US Supreme Court

Today the US Supreme Court will hear arguments in the federal government's efforts to be able to generally implement President Trump's executive order ending birthright citizenship - the guarantee of citizenship to virtually everyone born in the United States. The dispute is one of the relatively rare proceedings that came to the justices as an emergency appeal - on the so-called 'shadow docket' - only to be set for oral arguments. Though the dispute comes to the justices through challenges to Trump's effort to end birthright citizenship, the primary issue before the court is whether lower-court judges can issue what are known as universal injunctions to block an order nationwide. With a universal injunction, a federal judge (or several in this case) can bar the government from enforcing an executive order - or, in another case, a law or policy - anywhere in the country. The Trump administration, which has been blocked by many such injunctions in recent months, argues that the practice is unconstitutional.

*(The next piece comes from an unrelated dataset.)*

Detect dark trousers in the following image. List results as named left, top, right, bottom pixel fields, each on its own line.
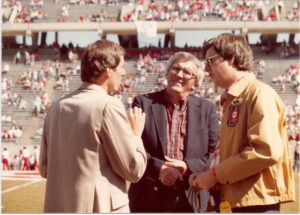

The Trump administration's filings acknowledge that the challenges to birthright citizenship 'raise important constitutional questions with major ramifications for securing the border.' But its focus in the filings is not on whether Trump's executive order violates the Constitution, but rather on the district courts' use of universal injunctions. The Constitution, the Trump administration argues, does not give federal judges the power to issue universal injunctions. Instead, the government contends, federal judges can only issue a judgment or order regarding the rights of the litigants in the case before them.